Certo che Gesù è il Cristo, ma questo non vuol dire che lo sia alla maniera degli uomini: le aspettative sarebbero quelle di un messia potente, capace di trasformare con un dito la condizione del popolo e di sconfiggere ogni nemico. É per questa ragione che Pietro non può tollerare parole che parlano di sofferenza, rifiuto, sconfitta e morte da parte di colui che ha appena riconosciuto come il Cristo. Pietro sale sul motorino, corre in avanti dimenticando che il biglietto che ha con sé e che ha appena strappato non gli appartiene, non lo potrà incassare come crede lui.
Questa fuga in avanti appartiene alla condizione di molti uomini oggi: facciamo fatica ad accettare di rimanere al nostro posto per capire davvero come funziona la vita; abbiamo intuizioni spesso felici che potrebbero davvero fare cambiare le cose, ma non sappiamo come svilupparle perché non abbiamo pazienza e vorremmo essere sempre altrove in luoghi spensierati e felici dove pensiamo di avere il diritto di riscuotere un biglietto che non è il nostro.
Il Vangelo ci propone un cammino diverso, fatto di responsabilità e presa in carico della vita: ci invita a rimetterci al nostro posto, quello di discepoli.
Essere discepoli di un messia pronto a dare la vita vuol dire fare come lui, mettersi dietro a lui per imparare, giorno dopo giorno, a portare con dignità e amore vero la nostra croce, che è la nostra stessa vita. Ogni vita è una croce, perché è l’unica cosa che dobbiamo imparare davvero a portarci sulle spalle, ognuno la sua, senza cercare facili scappatoie. Gesù, come ogni vero maestro credibile, ci fa vedere come fare e ci chiede di avere pazienza per imparare davvero a farlo.
La prima condizione per rinnegare se stessi è riconoscere di avere bisogno di un maestro.
La seconda è quella di capire che si tratta di un atto reso possibile solo dalla fiducia e che questa fiducia apre la via della salvezza.
Non esiste una croce capace di salvare: esiste un modo di portare la croce che è quello che possiamo imparare da Gesù se accettiamo di stare dietro a lui.
Questo modo, lo stile proprio del discepolo, ci viene messo davanti perché impariamo a vivere senza ingannare noi stessi e gli altri. Il modo di ragionare di chi pensa solo a trattenere viene dal diavolo, è segno di divisione e sconfitta: siamo continuamente sollecitati da queste suggestioni, anche quando abbiamo l’intuizione di essere davanti a una via davvero alternativa che ci potrebbe rendere felici.
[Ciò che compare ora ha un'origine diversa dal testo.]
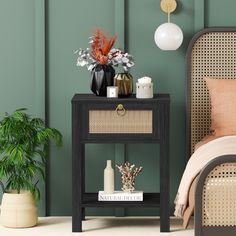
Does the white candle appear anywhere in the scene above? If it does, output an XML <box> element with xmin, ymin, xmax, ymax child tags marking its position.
<box><xmin>107</xmin><ymin>86</ymin><xmax>118</xmax><ymax>98</ymax></box>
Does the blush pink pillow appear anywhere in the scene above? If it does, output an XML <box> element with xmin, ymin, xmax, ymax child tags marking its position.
<box><xmin>204</xmin><ymin>78</ymin><xmax>236</xmax><ymax>137</ymax></box>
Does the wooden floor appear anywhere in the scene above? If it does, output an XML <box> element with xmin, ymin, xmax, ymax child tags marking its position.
<box><xmin>0</xmin><ymin>217</ymin><xmax>194</xmax><ymax>236</ymax></box>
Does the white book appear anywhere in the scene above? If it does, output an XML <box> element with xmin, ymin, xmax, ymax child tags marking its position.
<box><xmin>98</xmin><ymin>191</ymin><xmax>143</xmax><ymax>202</ymax></box>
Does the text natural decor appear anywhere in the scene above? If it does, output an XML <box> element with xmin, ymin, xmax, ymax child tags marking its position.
<box><xmin>75</xmin><ymin>29</ymin><xmax>134</xmax><ymax>96</ymax></box>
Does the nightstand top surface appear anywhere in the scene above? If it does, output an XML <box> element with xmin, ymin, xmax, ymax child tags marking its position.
<box><xmin>72</xmin><ymin>93</ymin><xmax>170</xmax><ymax>102</ymax></box>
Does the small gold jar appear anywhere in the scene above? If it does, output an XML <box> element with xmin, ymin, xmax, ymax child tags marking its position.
<box><xmin>114</xmin><ymin>73</ymin><xmax>133</xmax><ymax>97</ymax></box>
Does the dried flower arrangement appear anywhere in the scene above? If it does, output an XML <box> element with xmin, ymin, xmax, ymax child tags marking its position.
<box><xmin>75</xmin><ymin>29</ymin><xmax>134</xmax><ymax>72</ymax></box>
<box><xmin>116</xmin><ymin>162</ymin><xmax>143</xmax><ymax>193</ymax></box>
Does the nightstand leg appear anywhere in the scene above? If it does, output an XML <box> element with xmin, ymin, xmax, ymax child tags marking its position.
<box><xmin>160</xmin><ymin>102</ymin><xmax>170</xmax><ymax>232</ymax></box>
<box><xmin>82</xmin><ymin>207</ymin><xmax>85</xmax><ymax>220</ymax></box>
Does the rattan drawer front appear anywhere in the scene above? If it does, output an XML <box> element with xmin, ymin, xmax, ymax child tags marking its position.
<box><xmin>89</xmin><ymin>110</ymin><xmax>153</xmax><ymax>134</ymax></box>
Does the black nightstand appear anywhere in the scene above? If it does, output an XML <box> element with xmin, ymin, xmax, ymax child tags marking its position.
<box><xmin>72</xmin><ymin>94</ymin><xmax>170</xmax><ymax>232</ymax></box>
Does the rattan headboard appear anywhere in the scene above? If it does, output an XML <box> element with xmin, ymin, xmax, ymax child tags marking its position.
<box><xmin>186</xmin><ymin>28</ymin><xmax>236</xmax><ymax>158</ymax></box>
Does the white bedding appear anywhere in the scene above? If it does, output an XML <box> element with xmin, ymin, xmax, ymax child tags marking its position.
<box><xmin>174</xmin><ymin>135</ymin><xmax>236</xmax><ymax>217</ymax></box>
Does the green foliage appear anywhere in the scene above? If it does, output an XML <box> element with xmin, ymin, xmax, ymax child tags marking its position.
<box><xmin>0</xmin><ymin>109</ymin><xmax>62</xmax><ymax>200</ymax></box>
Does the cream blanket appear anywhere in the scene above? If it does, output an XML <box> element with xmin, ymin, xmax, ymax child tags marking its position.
<box><xmin>174</xmin><ymin>135</ymin><xmax>236</xmax><ymax>217</ymax></box>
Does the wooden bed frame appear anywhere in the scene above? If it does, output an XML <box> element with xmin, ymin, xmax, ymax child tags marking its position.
<box><xmin>186</xmin><ymin>28</ymin><xmax>236</xmax><ymax>236</ymax></box>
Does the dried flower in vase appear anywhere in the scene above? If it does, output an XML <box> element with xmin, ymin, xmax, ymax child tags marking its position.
<box><xmin>75</xmin><ymin>29</ymin><xmax>134</xmax><ymax>72</ymax></box>
<box><xmin>116</xmin><ymin>162</ymin><xmax>143</xmax><ymax>193</ymax></box>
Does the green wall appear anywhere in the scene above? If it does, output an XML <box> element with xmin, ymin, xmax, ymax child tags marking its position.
<box><xmin>0</xmin><ymin>0</ymin><xmax>236</xmax><ymax>215</ymax></box>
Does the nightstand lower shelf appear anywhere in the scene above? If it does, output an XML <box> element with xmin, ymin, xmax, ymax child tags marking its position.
<box><xmin>81</xmin><ymin>193</ymin><xmax>160</xmax><ymax>208</ymax></box>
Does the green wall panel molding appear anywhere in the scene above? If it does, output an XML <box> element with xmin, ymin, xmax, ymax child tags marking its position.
<box><xmin>0</xmin><ymin>0</ymin><xmax>236</xmax><ymax>215</ymax></box>
<box><xmin>0</xmin><ymin>0</ymin><xmax>45</xmax><ymax>216</ymax></box>
<box><xmin>194</xmin><ymin>0</ymin><xmax>205</xmax><ymax>32</ymax></box>
<box><xmin>34</xmin><ymin>0</ymin><xmax>46</xmax><ymax>216</ymax></box>
<box><xmin>114</xmin><ymin>0</ymin><xmax>126</xmax><ymax>49</ymax></box>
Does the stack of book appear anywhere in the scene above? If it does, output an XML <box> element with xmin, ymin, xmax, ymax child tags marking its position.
<box><xmin>98</xmin><ymin>191</ymin><xmax>143</xmax><ymax>202</ymax></box>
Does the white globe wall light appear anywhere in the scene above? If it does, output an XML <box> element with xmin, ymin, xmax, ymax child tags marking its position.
<box><xmin>154</xmin><ymin>0</ymin><xmax>183</xmax><ymax>50</ymax></box>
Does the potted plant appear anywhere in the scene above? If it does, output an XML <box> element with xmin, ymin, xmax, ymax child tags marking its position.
<box><xmin>0</xmin><ymin>109</ymin><xmax>62</xmax><ymax>227</ymax></box>
<box><xmin>75</xmin><ymin>29</ymin><xmax>134</xmax><ymax>96</ymax></box>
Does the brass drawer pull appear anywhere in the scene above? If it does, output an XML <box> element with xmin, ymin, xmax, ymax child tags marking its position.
<box><xmin>116</xmin><ymin>104</ymin><xmax>126</xmax><ymax>116</ymax></box>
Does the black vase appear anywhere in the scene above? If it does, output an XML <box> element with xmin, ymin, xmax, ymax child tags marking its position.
<box><xmin>91</xmin><ymin>64</ymin><xmax>115</xmax><ymax>96</ymax></box>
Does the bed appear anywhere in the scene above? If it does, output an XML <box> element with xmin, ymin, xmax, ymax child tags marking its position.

Gesù lo sa molto bene e per questo sottopone Pietro a un rimprovero così forte e aspro, come pochi altri nel Vangelo. Attraverso Pietro ogni discepolo è richiamato al proprio posto, perché risulti chiaro a tutti che per seguire un maestro come Gesù bisogna prendere sul serio la vita.
Se preferiamo scappare con il nostro motorino con in mano il biglietto della felicità, rischiamo di arrivare all’imbarco di un aereo che non riusciremo mai a prendere.
Il biglietto della felicità lo abbiamo già in tasca: è la nostra stessa vita che attende di essere spesa per trasformarsi da croce a resurrezione, da possibile perdita a guadagno definitivo per spiccare il volo della salvezza.